U.S. Senate Intelligence Committee approves Burns to lead CIA

FILE PHOTO: William Burns, nominee for Central Intelligence Agency (CIA) director, testifies during his Senate Intelligence Committee hearing on Capitol Hill in Washington, February 24, 2021. Tom Williams/Pool via REUTERS

WASHINGTON (Reuters) - The U.S. Senate Intelligence Committee by a unanimous voice vote on Tuesday confirmed veteran diplomat William Burns to become President Joe Biden's Central Intelligence Agency director, Senator Mark Warner, the Democratic committee chair, said.

"The overwhelmingly bipartisan vote in Ambassador Burns’ favor is a testament to the nominee’s unquestioned qualifications for the role, long experience in matters of national security, and laudable commitment to public service," Warner said in a statement.

Warner said he hoped the full Senate now "will move to confirm Ambassador Burns without any unnecessary delay."

At a confirmation hearing last month, Burns said he saw competition with China - and countering its "adversarial, predatory" leadership - as a key to U.S. national security.

Under questioning, Burns said that if he were a U.S. college or university president, he would recommend shutting down Confucius Institutes - Beijing-funded campus cultural centers that many members of Congress see as propaganda tools.

Burns said other "familiar" persistent threats facing the United States include those presented by Russia, North Korea and Iran. He also said climate change, global health issues and cyber threats pose serious risks.

Among the Russia-related issues Burns and other intelligence chiefs are expected to deal with early in the Biden administration are an investigation into recent hacking attacks of U.S. government and private and local government data networks.

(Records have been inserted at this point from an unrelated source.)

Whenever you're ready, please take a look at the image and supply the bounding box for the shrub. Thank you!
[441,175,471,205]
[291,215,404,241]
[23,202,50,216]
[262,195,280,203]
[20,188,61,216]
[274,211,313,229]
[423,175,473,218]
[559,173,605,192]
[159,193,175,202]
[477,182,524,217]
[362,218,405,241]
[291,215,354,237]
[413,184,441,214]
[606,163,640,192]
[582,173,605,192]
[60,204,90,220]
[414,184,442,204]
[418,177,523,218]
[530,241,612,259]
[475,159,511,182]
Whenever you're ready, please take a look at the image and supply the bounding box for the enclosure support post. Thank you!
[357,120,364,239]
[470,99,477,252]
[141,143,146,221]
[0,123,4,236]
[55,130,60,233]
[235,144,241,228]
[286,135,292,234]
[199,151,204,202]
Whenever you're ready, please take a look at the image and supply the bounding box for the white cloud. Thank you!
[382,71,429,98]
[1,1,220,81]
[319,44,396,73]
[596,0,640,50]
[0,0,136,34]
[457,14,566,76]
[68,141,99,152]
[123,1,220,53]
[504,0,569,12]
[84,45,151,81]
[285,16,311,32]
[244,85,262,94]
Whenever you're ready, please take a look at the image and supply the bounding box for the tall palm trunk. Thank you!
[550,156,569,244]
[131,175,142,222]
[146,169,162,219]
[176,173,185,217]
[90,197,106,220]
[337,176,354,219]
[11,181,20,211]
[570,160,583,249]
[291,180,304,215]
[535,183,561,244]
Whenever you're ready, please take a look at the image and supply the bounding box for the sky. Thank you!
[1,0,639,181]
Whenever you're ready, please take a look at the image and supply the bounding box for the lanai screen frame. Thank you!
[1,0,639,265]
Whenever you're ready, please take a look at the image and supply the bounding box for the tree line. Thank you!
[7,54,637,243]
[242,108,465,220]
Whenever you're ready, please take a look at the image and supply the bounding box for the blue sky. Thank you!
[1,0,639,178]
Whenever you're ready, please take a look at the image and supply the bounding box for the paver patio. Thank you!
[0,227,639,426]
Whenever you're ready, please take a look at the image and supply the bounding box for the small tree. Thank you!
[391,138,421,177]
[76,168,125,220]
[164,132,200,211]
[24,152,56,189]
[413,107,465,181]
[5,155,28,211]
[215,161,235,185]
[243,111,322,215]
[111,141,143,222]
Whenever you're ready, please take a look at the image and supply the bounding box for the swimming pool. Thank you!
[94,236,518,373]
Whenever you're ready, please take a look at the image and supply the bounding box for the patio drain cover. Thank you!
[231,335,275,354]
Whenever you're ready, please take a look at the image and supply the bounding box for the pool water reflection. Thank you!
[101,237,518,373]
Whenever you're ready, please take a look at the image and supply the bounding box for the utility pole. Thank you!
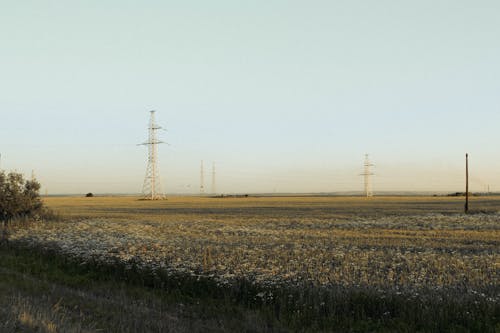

A U.S. official said Biden's Director of National Intelligence, Avril Haines, confirmed by the Senate in January, will lead a broad review of intelligence issues facing U.S. agencies, including what role Russia's leadership played in the SolarWinds hack of U.S. targets and in approving payment of alleged Russian bounties to Taliban fighters who kill American and allied forces in Afghanistan.